Eli is not. He has a huge nose. The dang thing sticks outta the helmet. Eli injured 2 pat players right off the bat.. Eli poked em in the eyes. Hes also the most funky lookin guy ive ever seen in my life.. O well. pats got next year too


----------



## MuzzyMarksman (Jun 16, 2007)

Pats lost Pats lost hahahahaha:wink:


----------



## Bowhunter500 (Mar 23, 2007)

MuzzyMarksman said:


> Pats lost Pats lost hahahahaha:wink:


Hmm.. shall we be a bit more mature around here?


----------



## Jamis (Apr 8, 2007)

Bowhunter500 said:


> Eli is not. He has a huge nose. The dang thing sticks outta the helmet. Eli injured 2 pat players right off the bat.. Eli poked em in the eyes. Hes also the most funky lookin guy ive ever seen in my life.. O well. pats got next year too


Cheaters never win! I think the Pats got what they deserved, everyone said that Eli manning would choke in the Bowl, but it turned out that New Englands D were the ones who choked!


----------



## Bowhunter500 (Mar 23, 2007)

Jamis said:


> Cheaters never win! I think the Pats got what they deserved, everyone said that Eli manning would choke in the Bowl, but it turned out that New Englands D were the ones who choked!

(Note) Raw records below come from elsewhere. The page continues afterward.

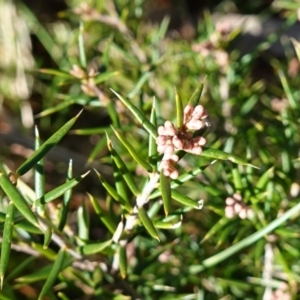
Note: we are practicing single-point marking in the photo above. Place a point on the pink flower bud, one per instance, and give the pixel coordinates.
(187, 113)
(161, 130)
(196, 149)
(198, 112)
(161, 140)
(229, 201)
(169, 128)
(200, 140)
(161, 148)
(237, 207)
(177, 142)
(243, 213)
(195, 124)
(229, 212)
(174, 174)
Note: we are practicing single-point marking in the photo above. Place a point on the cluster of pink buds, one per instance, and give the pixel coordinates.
(171, 139)
(236, 206)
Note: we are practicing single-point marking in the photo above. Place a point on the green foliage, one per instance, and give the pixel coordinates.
(225, 227)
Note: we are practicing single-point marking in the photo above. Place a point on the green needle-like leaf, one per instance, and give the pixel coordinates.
(124, 172)
(43, 272)
(46, 147)
(186, 201)
(6, 241)
(114, 193)
(81, 51)
(123, 261)
(265, 179)
(66, 199)
(195, 98)
(147, 222)
(57, 267)
(218, 154)
(182, 179)
(60, 190)
(105, 217)
(83, 218)
(94, 248)
(214, 260)
(47, 237)
(14, 195)
(179, 110)
(138, 114)
(135, 155)
(165, 187)
(152, 150)
(237, 179)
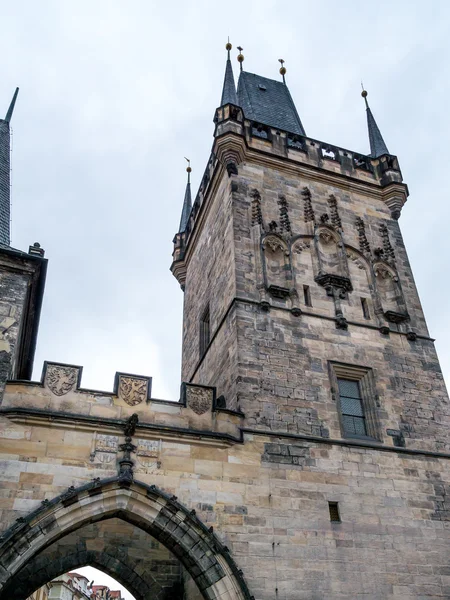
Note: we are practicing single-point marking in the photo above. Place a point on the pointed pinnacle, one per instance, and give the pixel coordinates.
(11, 106)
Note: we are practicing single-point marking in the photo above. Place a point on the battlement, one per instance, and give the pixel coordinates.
(236, 141)
(59, 397)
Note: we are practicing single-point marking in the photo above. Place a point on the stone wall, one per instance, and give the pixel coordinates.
(267, 500)
(13, 294)
(210, 282)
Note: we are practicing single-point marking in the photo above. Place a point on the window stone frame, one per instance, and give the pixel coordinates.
(369, 397)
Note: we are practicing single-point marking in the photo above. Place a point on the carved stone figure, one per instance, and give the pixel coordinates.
(130, 425)
(133, 390)
(198, 399)
(61, 380)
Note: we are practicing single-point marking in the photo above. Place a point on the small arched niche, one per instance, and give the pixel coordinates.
(361, 305)
(277, 272)
(390, 293)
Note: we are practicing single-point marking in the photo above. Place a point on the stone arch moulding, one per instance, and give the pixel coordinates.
(390, 292)
(331, 255)
(199, 550)
(276, 266)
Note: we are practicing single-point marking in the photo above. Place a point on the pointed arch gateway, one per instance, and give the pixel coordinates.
(206, 559)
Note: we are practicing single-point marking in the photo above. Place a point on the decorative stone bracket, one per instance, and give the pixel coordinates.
(199, 398)
(62, 379)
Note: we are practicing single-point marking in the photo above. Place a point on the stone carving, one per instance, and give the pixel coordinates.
(199, 399)
(308, 209)
(356, 259)
(362, 238)
(385, 273)
(326, 236)
(61, 380)
(285, 224)
(133, 390)
(335, 218)
(130, 425)
(388, 250)
(256, 208)
(106, 443)
(274, 243)
(148, 447)
(300, 246)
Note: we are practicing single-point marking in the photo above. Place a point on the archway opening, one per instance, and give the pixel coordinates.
(136, 533)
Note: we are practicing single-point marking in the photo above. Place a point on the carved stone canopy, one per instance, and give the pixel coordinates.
(396, 317)
(278, 292)
(329, 280)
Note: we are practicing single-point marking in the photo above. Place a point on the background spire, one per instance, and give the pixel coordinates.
(377, 145)
(229, 95)
(11, 106)
(240, 56)
(187, 203)
(5, 174)
(282, 69)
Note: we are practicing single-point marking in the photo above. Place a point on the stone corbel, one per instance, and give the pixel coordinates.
(230, 151)
(395, 197)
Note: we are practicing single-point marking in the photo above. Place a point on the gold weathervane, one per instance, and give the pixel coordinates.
(240, 56)
(282, 68)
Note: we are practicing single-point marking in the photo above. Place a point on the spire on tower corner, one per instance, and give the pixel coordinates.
(229, 95)
(187, 204)
(11, 106)
(377, 145)
(5, 167)
(240, 57)
(282, 69)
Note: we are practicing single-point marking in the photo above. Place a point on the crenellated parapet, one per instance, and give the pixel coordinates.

I think it was Eli that choked.. He was freakin out considering you could see the whites of his eyes every play.. If it werent for his receivers running too the ball.. they wouldnt have gotten anywhere.... imo


----------



## Jamis (Apr 8, 2007)

Bowhunter500 said:


> I think it was Eli that choked.. He was freakin out considering you could see the whites of his eyes every play.. If it werent for his receivers running too the ball.. they wouldnt have gotten anywhere.... imo


And Tom wasnt? He had a baby face everytime he got up from the turf! (After NY's D had sacked him) 

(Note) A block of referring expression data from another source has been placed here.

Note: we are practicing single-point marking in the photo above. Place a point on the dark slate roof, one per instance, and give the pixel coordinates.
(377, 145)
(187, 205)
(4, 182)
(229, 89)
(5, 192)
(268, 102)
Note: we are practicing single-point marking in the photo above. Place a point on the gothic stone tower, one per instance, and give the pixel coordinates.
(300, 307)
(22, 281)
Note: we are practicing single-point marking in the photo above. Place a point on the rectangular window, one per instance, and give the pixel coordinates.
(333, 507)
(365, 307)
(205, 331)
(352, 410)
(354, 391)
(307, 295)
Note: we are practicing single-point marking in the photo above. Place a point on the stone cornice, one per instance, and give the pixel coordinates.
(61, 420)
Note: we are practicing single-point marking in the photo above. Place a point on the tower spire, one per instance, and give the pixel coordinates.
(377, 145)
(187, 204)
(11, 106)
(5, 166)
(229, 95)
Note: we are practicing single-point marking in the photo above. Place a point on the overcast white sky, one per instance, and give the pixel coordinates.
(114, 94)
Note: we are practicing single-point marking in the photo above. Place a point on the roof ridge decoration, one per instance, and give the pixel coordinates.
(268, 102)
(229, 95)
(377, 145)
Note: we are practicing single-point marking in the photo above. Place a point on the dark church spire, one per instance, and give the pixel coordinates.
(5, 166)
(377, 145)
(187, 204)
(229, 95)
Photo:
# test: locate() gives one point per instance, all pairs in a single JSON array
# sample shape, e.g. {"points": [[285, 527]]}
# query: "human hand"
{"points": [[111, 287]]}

New England couldve put the game away several times, but they didnt excicute (sp?) They thought they had that game in the bag, thats why they went for that 4th and 13 play early in the game that resulted in an incomplete. Of course Eli was a little ansy with his throws, because thats the biggest game he's ever had. Tom has been in that position many times. I will admit Tom is the best QB in the NFL now, but he wasnt that great in the Super Bowl....IMO


----------